Cytomegalia bardziej niebezpieczna niż toxo- na toxo jest lek a na cyto nie ma.

ja pogarniałam dziś, zakupy zrobiłam, zjadłam obiad i padłam[emoji14]Brzuch mnie pobolewa.
Nie tylko sprzątać gołymi rękami z kuwety, ale też za przeproszeniem taka trzydniowa kupę. Cysty potrzebują 3 dni poleżeć żeby można było się nimi zarazić. Kot to minimalne ryzyko. Gorsza jest marchewka.

Napisane na HTC Desire 820 w aplikacji Forum BabyBoom
 
a ja też nie miałam robionych badań na cytomegalie, jakoś ginka nic nie mówiła , że trzeba. Wiedziałam , że te badania nieraz są zlecane przez lekarza , ale nie myślałam , że to aż tak poważne. A teraz poczytałam o tym i trochę mnie to przeraziło. Oczywiście weszłam od razu na cennik takiego badania, to IgG koszt 40zł, IgM też 40zł. czyli jednorazowo 80 zeta :szok: Tylko jeszcze nie czytałam czy to się jakoś leczy w ciąży, bo zaraz uciekam po córę do przedszkola. Może później poczytam.
 
Tak się dzisiaj dobrze czułam, nawet nie spałam tyle, co wczoraj. Czułam się super, dopóki nie napiłam się soku jabłkowego, wydarł ze mnie wszystko, razem z żółcią, tym razem nie przyniosło mi to ulgi, czuję się nawet gorzej, a za chwilę idę szykować obiad - mięso. Na samą myśl mną trzęsie. Chyba zainwestuję w maseczkę, żeby nie wąchać tego.
Nigdy mnie mięso nie obrzydzało, a teraz...

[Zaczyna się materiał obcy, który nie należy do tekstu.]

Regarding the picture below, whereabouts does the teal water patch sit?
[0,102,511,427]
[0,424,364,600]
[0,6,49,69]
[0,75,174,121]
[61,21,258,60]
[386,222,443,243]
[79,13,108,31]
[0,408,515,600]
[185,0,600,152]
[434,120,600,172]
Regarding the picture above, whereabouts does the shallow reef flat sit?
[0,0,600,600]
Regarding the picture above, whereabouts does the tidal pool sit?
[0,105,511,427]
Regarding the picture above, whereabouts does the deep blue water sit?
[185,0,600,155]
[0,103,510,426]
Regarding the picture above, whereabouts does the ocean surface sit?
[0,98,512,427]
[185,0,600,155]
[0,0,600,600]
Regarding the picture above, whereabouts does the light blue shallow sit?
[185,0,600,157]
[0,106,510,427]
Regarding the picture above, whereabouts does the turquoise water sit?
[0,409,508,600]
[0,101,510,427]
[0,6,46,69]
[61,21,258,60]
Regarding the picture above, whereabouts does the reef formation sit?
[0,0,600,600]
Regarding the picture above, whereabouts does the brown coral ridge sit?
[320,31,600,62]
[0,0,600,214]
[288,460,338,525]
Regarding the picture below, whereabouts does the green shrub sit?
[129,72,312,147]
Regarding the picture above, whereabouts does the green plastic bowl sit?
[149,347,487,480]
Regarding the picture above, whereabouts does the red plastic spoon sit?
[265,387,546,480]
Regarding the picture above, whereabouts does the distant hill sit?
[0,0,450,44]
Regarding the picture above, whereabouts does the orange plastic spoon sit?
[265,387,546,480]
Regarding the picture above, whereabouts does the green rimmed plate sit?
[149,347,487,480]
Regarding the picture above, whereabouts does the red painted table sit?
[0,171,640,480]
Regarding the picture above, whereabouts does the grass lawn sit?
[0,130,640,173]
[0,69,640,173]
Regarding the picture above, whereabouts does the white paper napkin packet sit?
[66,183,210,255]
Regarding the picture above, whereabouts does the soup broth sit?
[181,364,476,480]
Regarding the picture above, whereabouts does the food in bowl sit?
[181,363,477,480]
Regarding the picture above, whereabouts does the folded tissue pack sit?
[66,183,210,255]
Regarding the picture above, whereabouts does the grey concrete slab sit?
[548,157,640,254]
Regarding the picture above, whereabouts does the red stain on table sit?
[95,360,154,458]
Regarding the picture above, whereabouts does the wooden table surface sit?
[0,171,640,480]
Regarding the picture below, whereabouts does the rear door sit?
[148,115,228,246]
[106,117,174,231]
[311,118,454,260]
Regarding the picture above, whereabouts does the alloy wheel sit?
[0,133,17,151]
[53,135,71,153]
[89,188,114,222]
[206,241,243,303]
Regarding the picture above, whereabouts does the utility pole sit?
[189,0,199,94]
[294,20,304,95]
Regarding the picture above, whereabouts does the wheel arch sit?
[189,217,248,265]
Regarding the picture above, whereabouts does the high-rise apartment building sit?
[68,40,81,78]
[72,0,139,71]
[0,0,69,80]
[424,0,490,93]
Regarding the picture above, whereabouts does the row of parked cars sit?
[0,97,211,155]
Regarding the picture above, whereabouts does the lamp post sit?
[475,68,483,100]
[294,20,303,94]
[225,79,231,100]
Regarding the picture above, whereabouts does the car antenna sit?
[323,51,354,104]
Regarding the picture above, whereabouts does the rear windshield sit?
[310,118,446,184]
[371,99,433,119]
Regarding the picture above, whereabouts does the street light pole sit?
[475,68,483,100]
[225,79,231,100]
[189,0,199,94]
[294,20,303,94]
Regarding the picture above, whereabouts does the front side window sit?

Ja przebadałam wszystko, co trzeba w 1 trymestrze. Ginka prw. dała mi listę i wydębiłam u lekarza na NFZ, resztę zrobiłam prywatnie.
Na toxo też nie chorowałam, dlatego ganiam swojego kota, bo ona lubi sobie myszki surowe połowić a potem lubi wskoczyć na kolana i miziać, ale cóż lepiej dmuchać na zimne.

A od ginki dostałam następne: krew ogólna, mocz ogólny i posiew moczu na wizytę 8 listopada.
Ja swojego kota również wyganiam od siebie, zawsze przychodzi poobijany jak siedem nieszczęść, a ostatnio przyniósł na podwórko szczura w zębach, ten szczur był wielkości kota. A fee...
 
reklama
Jeśli chodzi o badania, to ja mam do zrobienia na teraz:
- alloprzeciwciała odpornościowe
- HBsAg
- anty HCV
- anty HIV
- VDRL
- Toxo IgM
- Toxo IgG
- morfologia
- mocz
- TSH
- glukoza
Na wszystko oprócz: alloprzeciwciał, anty HCV dostałam skierowanie jak byłam u tego ookropnego gina na NFZ.